What We’re Talking About

Data centers in a box

by Andy Ormsby | 22 Apr 2008 | Permalink |

Nick Carr’s blog recently reported on the current trend to package servers in shipping containers.

In this case, Microsoft plan to put 220 (wow!) shipping containers into the first floor of a new data centre. The past reports I have seen on using shipping containers as a means of packaging up chunks of data center have focussed on the benefits of being able to drop them off in a car park. The idea of manoeuvring them into a building seems a little challenging, as does the thought of swapping one out when it needs replacing, but I’m sure it’s all good fun.

What problem is packing servers into shipping containers intended to solve? This is a new data center build, so it is not simply a means of quickly providing additional capacity for a data center that is bursting at the seams.

You may be as surprised at the answer as I was. NickCarr’s blog links to an interview with Michael Manos and Christian Belady.

Belady, one of the Microsoft guys, explained that “One of the things we like about them is we can take a bunch of servers and look at the output of that box and look at the power it draws. At the end of the day, we can determine, “What is the IT productivity of that unit?”

To my mind, this is a pretty startling indictment of the current state of play in data centres. If you really have to put your servers into containers in order to be able to answer these kinds of questions, then you definitely have a problem.

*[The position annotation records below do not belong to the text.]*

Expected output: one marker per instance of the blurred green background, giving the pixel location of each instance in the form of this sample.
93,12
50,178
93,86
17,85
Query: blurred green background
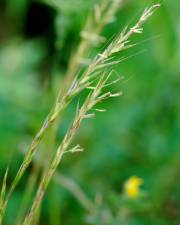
138,135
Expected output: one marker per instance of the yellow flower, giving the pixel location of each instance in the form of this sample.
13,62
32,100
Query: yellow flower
132,186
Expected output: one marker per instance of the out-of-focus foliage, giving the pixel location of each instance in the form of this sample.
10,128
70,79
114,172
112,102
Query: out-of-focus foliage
138,135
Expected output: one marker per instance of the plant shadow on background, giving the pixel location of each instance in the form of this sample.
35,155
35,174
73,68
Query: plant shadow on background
129,171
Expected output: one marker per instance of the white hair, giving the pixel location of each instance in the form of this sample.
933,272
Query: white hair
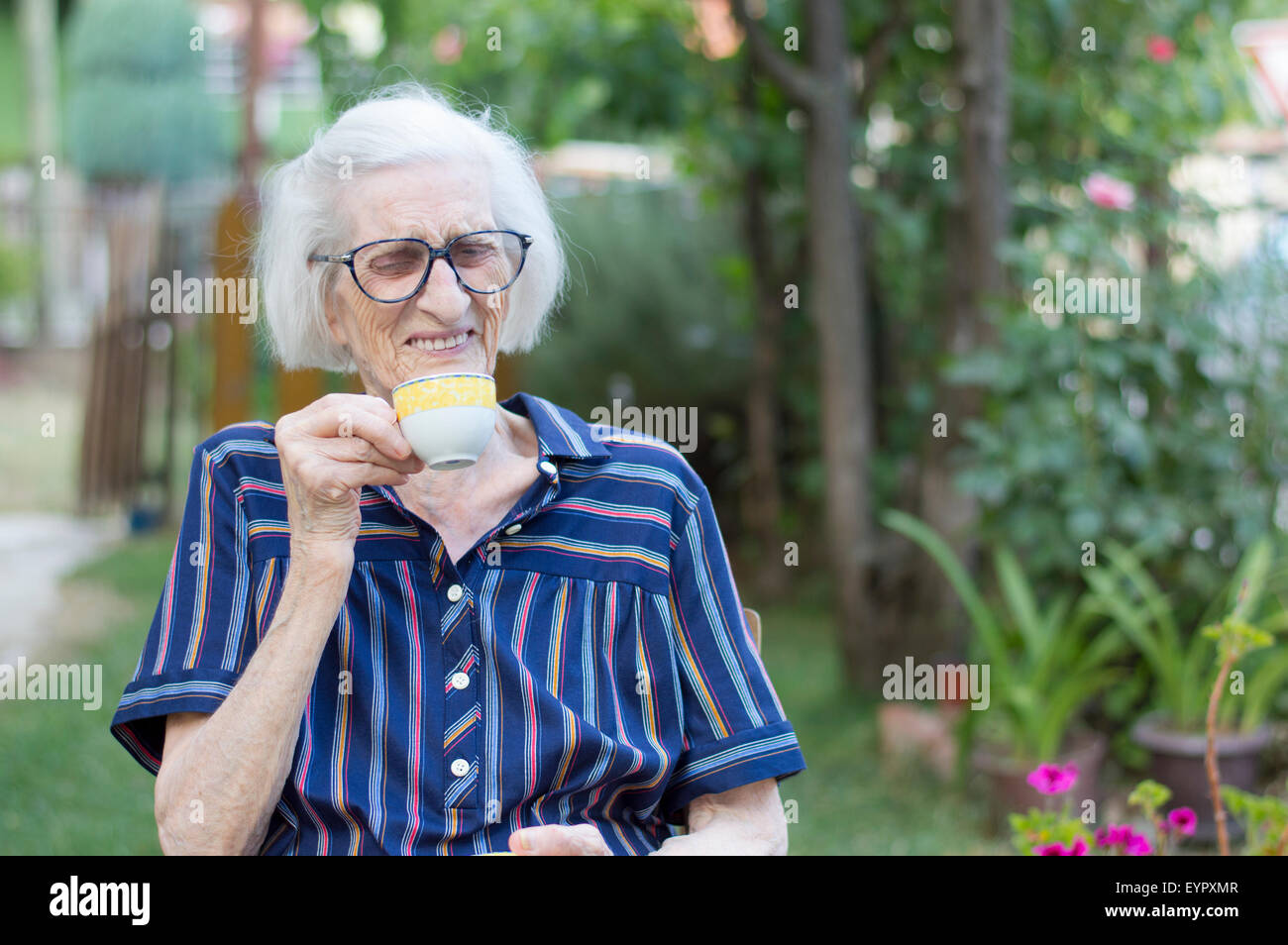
394,125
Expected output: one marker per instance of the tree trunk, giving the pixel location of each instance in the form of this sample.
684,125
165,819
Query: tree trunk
978,222
764,492
837,306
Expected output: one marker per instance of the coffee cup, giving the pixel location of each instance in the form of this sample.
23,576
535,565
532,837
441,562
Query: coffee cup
447,419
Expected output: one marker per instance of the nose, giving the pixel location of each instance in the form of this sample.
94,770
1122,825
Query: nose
442,295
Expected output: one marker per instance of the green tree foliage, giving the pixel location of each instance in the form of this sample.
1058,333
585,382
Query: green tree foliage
138,107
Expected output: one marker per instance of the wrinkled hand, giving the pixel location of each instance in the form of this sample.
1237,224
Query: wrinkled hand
329,451
558,840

As Martin McEvoy has already explained in an previous entry in this blog, not knowing what you have is a bad thing for lots of reasons, not least the possibliity of liability.

But is containerisation the solution? While it has its place, I am not quite convinced that people are ready to restructure their data center into a pile of shipping containers, presumably helpfully labelled “email”, “ERP”, “Website” and “HR”.